その後、支持率が上がるにつれ、愛人問題やローマ法王への中傷問題、レイプ殺人事件の被害者女性への冒涜(ぼうとく)発言、隠し資産疑惑など、ありとあらゆるスキャンダルが短期間に浮上。さらに海外メディアからは「フィリピン版トランプ氏」とも揶揄されたが、支持率は下がるどころか首位をキープ。選挙戦の終盤に独走態勢となると、アキノ大統領が「民主主義の敵」と名指しで批判し、野党候補に共闘を呼び掛けるほどに危機感を与えたが、そのまま地滑り的勝利となった。
ドゥテルテ氏は、その過激な発言で支持を集めたという印象が強いが、国民が最も求めた大きな変化は、政治経済を独占しているマニラの支配層からの脱却だろう。この勝利は、マニラからはるか遠く離れたミンダナオ島で、ダバオ市という「楽園」を築いたドゥテルテ氏に、根底を覆す改革を国民が求めた結果だ。過去に繰り返された民衆革命の失望が生んだ、新しい時代のリーダーと言えそうだ。

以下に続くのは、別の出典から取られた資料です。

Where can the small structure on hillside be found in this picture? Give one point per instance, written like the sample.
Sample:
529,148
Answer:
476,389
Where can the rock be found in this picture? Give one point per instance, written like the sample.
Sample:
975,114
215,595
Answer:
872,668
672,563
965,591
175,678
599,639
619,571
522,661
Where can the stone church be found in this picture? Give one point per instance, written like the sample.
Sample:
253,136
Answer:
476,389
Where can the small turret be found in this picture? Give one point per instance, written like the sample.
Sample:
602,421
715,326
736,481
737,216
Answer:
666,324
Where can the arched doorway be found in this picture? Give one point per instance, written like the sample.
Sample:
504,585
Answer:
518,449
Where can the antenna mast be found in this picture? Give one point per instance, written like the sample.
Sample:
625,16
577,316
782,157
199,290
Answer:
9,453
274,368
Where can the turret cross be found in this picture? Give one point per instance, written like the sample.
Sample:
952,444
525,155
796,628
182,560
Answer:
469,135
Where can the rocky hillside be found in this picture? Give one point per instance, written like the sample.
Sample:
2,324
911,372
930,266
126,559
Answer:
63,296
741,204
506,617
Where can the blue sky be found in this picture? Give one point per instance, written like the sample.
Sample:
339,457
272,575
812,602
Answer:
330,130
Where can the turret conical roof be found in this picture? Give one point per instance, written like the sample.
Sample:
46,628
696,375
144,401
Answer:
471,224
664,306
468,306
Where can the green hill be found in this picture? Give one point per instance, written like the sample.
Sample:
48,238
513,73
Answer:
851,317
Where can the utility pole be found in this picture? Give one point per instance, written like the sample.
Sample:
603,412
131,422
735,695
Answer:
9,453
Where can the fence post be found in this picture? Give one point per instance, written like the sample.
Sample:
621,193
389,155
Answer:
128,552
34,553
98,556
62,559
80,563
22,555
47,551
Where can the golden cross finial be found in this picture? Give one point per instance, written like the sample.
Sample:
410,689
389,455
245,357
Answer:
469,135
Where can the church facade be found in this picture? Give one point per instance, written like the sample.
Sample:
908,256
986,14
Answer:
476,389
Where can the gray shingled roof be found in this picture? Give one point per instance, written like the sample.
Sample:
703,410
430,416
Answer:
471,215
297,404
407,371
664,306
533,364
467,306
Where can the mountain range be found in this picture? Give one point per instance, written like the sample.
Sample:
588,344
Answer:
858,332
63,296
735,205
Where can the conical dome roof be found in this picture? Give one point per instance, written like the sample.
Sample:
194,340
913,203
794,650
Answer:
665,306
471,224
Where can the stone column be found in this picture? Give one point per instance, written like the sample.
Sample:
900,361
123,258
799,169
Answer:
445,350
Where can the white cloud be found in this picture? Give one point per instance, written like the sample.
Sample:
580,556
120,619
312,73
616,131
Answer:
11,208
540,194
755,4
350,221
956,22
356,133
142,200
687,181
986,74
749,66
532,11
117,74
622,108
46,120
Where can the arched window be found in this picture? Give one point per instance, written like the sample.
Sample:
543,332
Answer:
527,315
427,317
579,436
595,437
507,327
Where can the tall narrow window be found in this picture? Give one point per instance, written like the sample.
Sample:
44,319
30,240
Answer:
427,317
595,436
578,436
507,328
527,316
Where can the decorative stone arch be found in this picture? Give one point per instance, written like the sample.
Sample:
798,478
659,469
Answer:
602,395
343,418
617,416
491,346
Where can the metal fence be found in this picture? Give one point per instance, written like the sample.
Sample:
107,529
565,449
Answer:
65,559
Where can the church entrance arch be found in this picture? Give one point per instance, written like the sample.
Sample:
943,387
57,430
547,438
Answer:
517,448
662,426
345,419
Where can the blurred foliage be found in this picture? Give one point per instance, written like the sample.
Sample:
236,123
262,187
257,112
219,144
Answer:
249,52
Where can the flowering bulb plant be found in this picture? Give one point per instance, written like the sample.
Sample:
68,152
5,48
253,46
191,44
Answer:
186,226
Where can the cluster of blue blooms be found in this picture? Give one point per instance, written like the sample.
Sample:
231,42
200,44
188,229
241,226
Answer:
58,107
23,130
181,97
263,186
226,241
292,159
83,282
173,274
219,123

国民の期待を一身に集めるドゥテルテ氏だが懸念もある。ダバオ市長のほかに、下院議員を務めたことはあるが、国政や外交の経験はほとんどなく、その手腕はあくまでも未知数。ドゥテルテ陣営の関係者によると、閣僚選びに関して、カナダ首相を参考に女性を多く採用する方針だとも伝えられており、柔軟さも感じられる。領有権をめぐり中国との摩擦を抱える日本などの周辺諸国にとっては、アキノ政権下で築かれた対中国の同盟関係が継続されるのか、それとも融和政策に転じるのかが気になるところだ。

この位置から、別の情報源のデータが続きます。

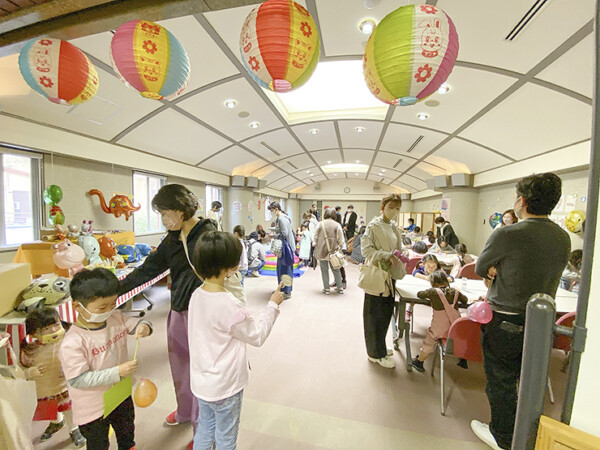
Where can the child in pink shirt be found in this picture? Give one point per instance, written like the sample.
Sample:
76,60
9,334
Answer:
219,327
94,357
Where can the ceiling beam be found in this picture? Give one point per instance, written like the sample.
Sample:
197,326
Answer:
70,19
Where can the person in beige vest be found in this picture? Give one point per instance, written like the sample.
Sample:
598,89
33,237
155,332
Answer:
378,244
331,230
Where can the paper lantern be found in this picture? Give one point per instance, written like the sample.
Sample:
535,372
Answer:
410,54
574,220
279,45
145,393
495,219
147,57
58,71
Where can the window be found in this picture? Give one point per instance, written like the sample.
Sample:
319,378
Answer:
20,199
213,194
145,187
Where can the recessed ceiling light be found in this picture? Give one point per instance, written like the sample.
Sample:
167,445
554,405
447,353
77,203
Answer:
366,26
443,88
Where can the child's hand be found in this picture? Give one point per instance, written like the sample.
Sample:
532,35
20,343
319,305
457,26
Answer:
142,330
277,296
127,368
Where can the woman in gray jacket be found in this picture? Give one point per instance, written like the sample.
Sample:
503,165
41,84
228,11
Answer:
378,244
332,231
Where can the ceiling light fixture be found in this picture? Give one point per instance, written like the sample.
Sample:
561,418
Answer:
367,26
443,89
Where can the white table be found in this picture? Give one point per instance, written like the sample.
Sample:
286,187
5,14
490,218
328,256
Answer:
409,286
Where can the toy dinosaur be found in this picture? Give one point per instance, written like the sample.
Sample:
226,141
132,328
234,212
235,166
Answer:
118,204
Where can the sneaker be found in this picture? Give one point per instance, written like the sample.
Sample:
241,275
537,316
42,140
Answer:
170,420
52,429
482,431
386,362
77,438
418,365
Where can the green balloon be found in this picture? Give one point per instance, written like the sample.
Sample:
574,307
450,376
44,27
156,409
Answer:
52,194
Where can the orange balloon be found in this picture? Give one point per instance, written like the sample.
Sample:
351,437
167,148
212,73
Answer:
145,393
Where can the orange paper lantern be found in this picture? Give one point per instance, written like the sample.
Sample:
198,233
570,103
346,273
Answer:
145,393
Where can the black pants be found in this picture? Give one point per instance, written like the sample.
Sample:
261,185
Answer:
377,314
121,419
502,353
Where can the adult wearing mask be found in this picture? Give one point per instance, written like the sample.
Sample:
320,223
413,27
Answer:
445,229
213,214
511,259
381,239
285,232
349,222
177,207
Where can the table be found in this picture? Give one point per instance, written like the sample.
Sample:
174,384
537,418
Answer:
39,253
409,286
15,321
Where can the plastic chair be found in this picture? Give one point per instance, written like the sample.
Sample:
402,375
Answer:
463,342
468,271
411,264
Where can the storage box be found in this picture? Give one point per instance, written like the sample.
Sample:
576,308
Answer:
13,279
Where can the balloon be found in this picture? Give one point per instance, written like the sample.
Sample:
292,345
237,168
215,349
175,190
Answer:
574,220
145,393
495,219
480,312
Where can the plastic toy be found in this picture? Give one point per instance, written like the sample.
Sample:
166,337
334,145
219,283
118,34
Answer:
68,256
45,291
145,393
119,204
52,196
129,252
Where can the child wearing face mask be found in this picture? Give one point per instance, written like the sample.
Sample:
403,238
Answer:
94,357
43,366
219,329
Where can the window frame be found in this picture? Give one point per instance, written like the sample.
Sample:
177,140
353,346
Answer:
37,181
163,182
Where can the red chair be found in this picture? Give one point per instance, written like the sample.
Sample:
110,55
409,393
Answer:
468,271
463,342
411,264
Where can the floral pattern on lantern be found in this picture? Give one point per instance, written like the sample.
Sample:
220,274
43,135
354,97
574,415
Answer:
147,57
58,71
410,54
279,44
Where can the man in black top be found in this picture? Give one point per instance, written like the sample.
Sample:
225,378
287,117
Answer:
445,229
521,260
349,222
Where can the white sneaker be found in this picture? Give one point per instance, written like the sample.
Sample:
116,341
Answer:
386,362
482,431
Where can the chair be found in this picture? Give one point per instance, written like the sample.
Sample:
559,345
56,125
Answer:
563,343
468,271
411,264
463,342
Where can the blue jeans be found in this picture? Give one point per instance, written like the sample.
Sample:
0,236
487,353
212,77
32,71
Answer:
257,268
282,269
218,422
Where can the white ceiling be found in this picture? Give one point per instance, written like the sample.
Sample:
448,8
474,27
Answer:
508,100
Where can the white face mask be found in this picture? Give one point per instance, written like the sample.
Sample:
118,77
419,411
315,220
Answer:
97,317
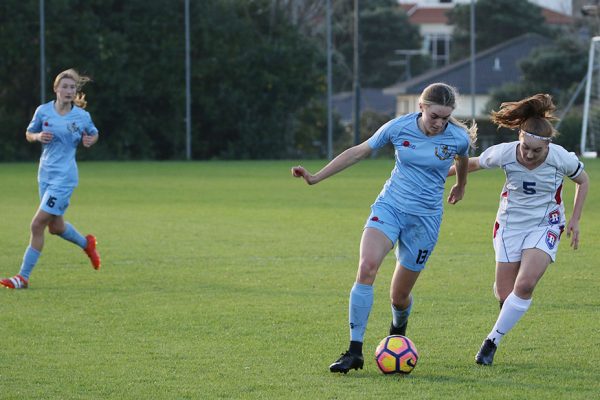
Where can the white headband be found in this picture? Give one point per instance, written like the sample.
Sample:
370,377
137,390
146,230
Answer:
544,138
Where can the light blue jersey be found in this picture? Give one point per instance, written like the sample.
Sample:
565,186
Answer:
57,163
416,185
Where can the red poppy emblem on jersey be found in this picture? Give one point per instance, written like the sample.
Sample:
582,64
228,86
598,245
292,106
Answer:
554,217
551,239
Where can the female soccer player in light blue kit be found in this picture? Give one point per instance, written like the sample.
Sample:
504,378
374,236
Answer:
60,126
531,217
408,211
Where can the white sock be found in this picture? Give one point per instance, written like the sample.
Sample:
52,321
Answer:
513,309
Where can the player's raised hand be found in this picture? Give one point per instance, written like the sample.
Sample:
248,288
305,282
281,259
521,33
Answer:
301,172
45,137
456,194
573,233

国内の共産勢力に関しては、オランダに亡命中のシソン氏とは、元大学教授と生徒という間柄で、親密な関係が指摘されており、和平交渉の再開が期待される一方、その融和的な姿勢が国軍内で反感を買っているとの指摘もある。アロヨ政権下でクーデター未遂事件を起こした元反乱将校のトリリャネス上院議員は、ドゥテルテ政権はクーデターの危機に直面すると警告している。もしクーデターによって政情が不安定に陥れば、治安改善どころではなく、再び民衆革命という皮肉な結果を迎える可能性もある。

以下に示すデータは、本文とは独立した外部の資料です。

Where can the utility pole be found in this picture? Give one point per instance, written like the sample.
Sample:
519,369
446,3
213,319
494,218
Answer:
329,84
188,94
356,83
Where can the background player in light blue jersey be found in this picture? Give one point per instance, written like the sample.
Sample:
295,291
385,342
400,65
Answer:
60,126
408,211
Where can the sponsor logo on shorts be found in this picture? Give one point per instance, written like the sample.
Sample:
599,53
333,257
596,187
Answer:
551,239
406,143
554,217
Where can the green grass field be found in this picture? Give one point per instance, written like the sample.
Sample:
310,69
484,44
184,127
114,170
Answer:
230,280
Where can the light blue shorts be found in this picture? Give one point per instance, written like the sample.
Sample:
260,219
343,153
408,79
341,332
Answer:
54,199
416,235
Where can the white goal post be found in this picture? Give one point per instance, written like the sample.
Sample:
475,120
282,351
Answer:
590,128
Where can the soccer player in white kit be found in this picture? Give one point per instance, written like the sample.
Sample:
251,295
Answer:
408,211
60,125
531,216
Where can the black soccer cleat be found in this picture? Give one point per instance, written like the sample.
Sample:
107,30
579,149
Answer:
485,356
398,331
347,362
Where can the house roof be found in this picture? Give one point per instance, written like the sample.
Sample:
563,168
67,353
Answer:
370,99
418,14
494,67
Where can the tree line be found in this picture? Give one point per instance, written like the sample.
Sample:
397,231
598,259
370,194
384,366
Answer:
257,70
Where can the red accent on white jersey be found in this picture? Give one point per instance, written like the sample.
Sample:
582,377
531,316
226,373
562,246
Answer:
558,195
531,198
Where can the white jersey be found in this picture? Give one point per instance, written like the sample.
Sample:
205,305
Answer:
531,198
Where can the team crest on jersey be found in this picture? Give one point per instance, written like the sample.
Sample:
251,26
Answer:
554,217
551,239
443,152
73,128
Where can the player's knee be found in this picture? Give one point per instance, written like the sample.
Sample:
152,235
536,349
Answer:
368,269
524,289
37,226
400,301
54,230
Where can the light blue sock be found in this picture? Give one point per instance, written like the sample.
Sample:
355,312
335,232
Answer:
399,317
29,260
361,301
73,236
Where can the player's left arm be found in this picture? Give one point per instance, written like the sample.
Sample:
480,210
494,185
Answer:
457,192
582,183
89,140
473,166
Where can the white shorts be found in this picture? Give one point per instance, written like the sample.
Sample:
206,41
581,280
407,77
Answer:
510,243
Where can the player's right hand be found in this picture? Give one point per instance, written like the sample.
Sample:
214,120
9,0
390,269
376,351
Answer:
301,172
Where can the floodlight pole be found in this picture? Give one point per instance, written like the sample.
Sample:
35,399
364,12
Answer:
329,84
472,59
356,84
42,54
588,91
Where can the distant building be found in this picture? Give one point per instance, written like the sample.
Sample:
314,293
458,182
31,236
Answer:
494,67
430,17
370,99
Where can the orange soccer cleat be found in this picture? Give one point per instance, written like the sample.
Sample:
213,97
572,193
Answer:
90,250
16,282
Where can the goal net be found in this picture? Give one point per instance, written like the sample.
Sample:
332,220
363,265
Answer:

ドゥテルテ氏は、就任後半年で犯罪を激減させると主張しているが、それは熱しやすく冷めやすい国民性を考慮したもので、この国では改革に失敗すれば急速に支持を失うことを物語っている。高い国民の期待に応えることができるのか、その手腕に注目が集まる。当選が正式に確定すれば、6月30日に就任式が行われ、ドゥテルテ政権が発足する見通しだ。